Le tambourinement à ses tempes laissa place à un rythme ronronnant, tandis que Luam pénétrait dans le champ. Il s’accroupit sur la terre labourée, agita son pendule, et prit quelques notes. Puis il se redressa d’un coup, fit quelques pas, et répéta l’opération. La façon dont il bougeait son corps avec des mouvements secs et saccadés avait quelque chose de presque comique, mais la magicienne était trop occupée à le suivre tout en répondant à ses questions pour pouffer.

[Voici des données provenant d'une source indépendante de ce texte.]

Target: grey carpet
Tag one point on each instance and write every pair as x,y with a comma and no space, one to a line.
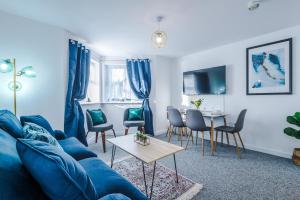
224,176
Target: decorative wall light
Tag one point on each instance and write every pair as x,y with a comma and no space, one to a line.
159,37
9,65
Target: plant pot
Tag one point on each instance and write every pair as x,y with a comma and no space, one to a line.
296,156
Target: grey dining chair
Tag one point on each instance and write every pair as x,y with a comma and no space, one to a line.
196,122
176,121
170,126
129,123
99,128
236,129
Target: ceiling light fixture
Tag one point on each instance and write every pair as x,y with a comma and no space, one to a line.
159,37
253,4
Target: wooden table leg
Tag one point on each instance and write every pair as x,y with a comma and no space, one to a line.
212,136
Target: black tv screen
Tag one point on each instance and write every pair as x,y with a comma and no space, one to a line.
205,81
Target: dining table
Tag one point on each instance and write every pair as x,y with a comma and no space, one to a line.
212,116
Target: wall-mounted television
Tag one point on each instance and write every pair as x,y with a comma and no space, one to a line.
205,81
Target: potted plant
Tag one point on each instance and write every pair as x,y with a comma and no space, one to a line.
197,103
141,138
294,120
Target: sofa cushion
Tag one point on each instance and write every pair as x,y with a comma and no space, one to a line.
41,121
76,149
97,116
115,197
107,181
37,119
10,123
15,181
135,114
59,135
36,132
59,175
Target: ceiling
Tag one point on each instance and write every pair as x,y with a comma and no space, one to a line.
124,27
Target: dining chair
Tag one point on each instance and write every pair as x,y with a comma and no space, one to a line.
236,129
196,122
176,121
99,128
170,126
140,124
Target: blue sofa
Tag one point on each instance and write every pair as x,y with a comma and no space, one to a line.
17,183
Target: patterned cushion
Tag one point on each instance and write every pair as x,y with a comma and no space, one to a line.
97,117
10,123
135,114
36,132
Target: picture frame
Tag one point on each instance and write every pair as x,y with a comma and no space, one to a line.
269,68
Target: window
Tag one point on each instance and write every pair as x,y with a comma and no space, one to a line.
93,91
115,85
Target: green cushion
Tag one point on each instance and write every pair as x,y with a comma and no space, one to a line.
36,132
97,116
135,114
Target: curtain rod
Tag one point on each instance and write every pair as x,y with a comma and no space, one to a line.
116,60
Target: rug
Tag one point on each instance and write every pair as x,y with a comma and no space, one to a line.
165,186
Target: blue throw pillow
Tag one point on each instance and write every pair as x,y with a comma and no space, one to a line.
59,175
135,114
10,123
115,196
36,132
37,119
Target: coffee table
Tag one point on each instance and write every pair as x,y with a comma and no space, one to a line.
156,150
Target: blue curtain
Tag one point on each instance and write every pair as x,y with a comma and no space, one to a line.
79,70
139,76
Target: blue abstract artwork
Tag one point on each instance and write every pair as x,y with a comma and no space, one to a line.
269,68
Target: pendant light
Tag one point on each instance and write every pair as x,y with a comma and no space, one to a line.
159,37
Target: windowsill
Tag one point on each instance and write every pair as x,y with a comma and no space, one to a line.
89,103
122,103
110,103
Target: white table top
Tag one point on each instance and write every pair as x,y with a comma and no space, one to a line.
156,150
209,114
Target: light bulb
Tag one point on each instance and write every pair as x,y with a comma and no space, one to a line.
158,39
4,67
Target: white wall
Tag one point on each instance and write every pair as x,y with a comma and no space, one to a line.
45,48
159,98
266,116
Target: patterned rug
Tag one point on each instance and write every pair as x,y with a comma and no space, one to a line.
165,186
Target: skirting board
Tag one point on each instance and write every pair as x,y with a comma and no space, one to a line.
259,149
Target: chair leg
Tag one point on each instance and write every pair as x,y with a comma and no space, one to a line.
216,141
237,146
227,139
126,131
197,138
181,132
202,143
170,134
103,141
96,139
187,143
192,136
222,134
241,140
114,132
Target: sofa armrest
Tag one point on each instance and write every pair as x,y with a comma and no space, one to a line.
59,135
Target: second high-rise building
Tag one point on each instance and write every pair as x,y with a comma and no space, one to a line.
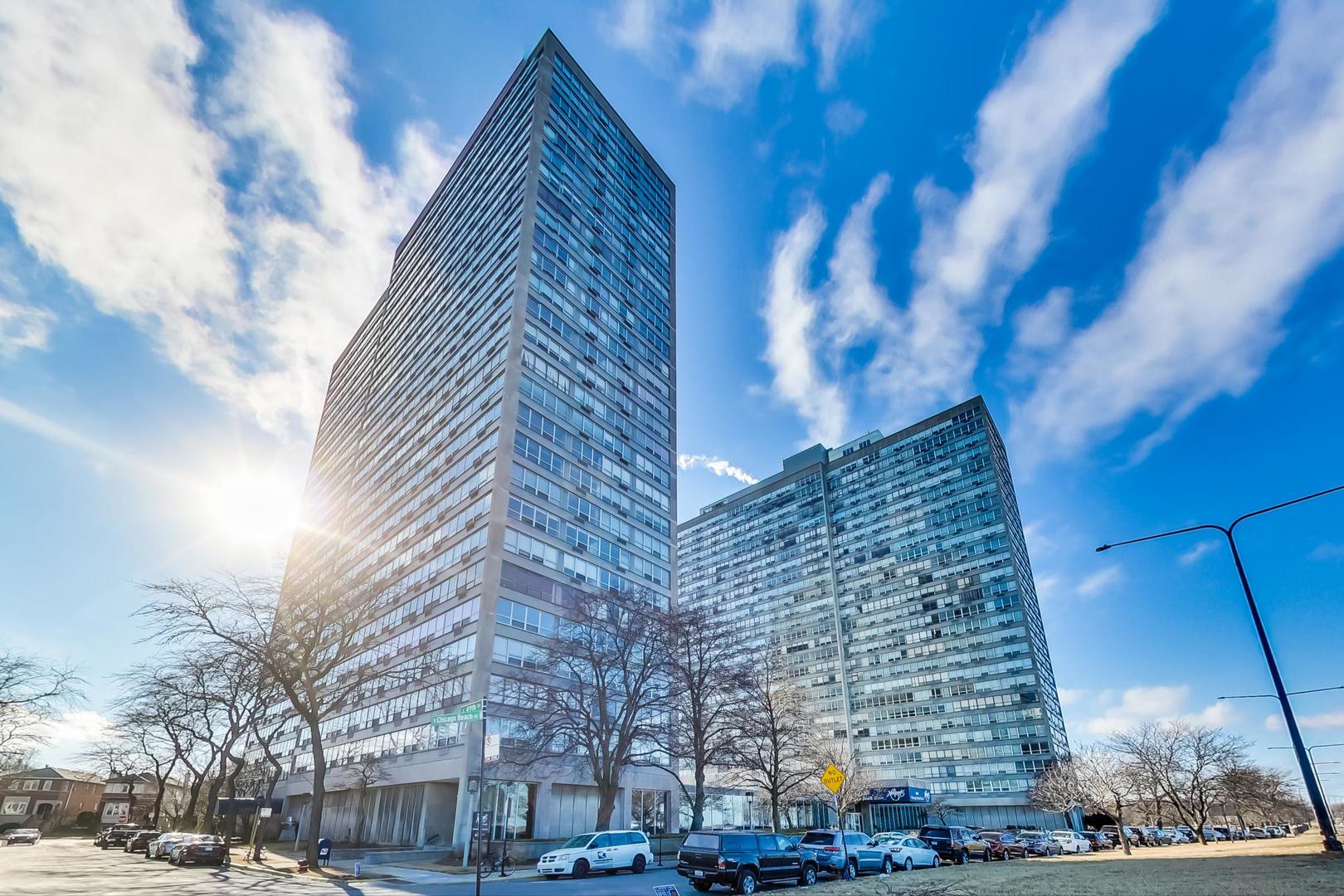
893,578
499,431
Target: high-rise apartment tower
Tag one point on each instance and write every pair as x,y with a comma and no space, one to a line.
893,577
500,430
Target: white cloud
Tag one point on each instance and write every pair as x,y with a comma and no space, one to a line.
23,327
1031,129
1098,581
738,42
116,175
845,119
715,465
1135,705
791,316
735,45
1274,722
1328,551
1196,553
1205,299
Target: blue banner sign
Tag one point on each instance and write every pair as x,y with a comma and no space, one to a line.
899,796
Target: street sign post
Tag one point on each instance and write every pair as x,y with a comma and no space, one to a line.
834,779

Il voulait tout savoir : ses premières impressions de Bruyn, ses relations avec les villageois, le rituel des bois, son quotidien au temple, son rapport aux quatre. Et, plus que de simplement acquiescer, il rebondissait sur son récit et lui demandait souvent des précisions. Cette considération sincère couplée à sa gestuelle brusque lui conférait une aura attachante. Alors qu’il se baissait à nouveau, le dos aussi droit qu’une poutre, Edna comprit à quoi il lui faisait penser : un pivert. À grand-peine, elle contint un sourire en se remémorant la façon dont l’oiseau pleupleutait et tapait sur l’écorce avec son bec gris. Il ne manquait à Luam qu’une perruque rouge et un peu de fard sur les joues.

Elle retint ses gloussements et concentra son attention sur l’activité de son compagnon. Il transpirait peu, ne paraissait pas le moins du monde incommodé par le soleil automnal, et ne rechignait pas non plus à mettre ses mains dans la terre. Pendant toute l’après-midi, il parcourut les champs, s’arrêtant parfois pour demander à Edna ce qu’elle avait fait ici ou là.

Puis il se redressa une dernière fois et énonça ses premières conclusions avec un large sourire. Edna ne put s’empêcher de remarquer à nouveau toute la maîtrise qu’il déployait. Malgré les heures passées à s’accroupir, rien ne venait faner son profil impeccable, ni ternir l’éclat de ses yeux verts.

« Eh bien, eh bien, Goliath n’a pas menti : c’est de l’excellent travail. Tu as donné un peu d’aide à la nature sans épuiser son énergie ni laisser de vilaines traces de magie partout. C’est une chose qu’on ne voit pas si souvent. Ces terres vont rester en jachère pendant un an, me trompé-je ?

— En effet, elles ne sont semées qu’une année sur deux, confirma Edna.

— C’est le plus sage. J’ai pu voir des tentatives de réduire voire supprimer les jachères, et cela n’a jamais rien donné de bon sur le long terme. La magie finit toujours par corrompre les sols, quand elle ne les rend pas stériles. »

Edna frissonna à ces paroles, et Luam posa une main sur son épaule.

« Ne te tracasse pas : ta magie a été utilisée avec parcimonie et sagesse. Je n’ai rien de plus à dire sur ce point, sinon que tu n’as pas à rougir de ton travail. Maintenant, allons dans la forêt, nous n’en avons pas encore terminé avec ton œuvre à Bruyn », dit-il en rangeant plume et encrier enchantés dans sa besace.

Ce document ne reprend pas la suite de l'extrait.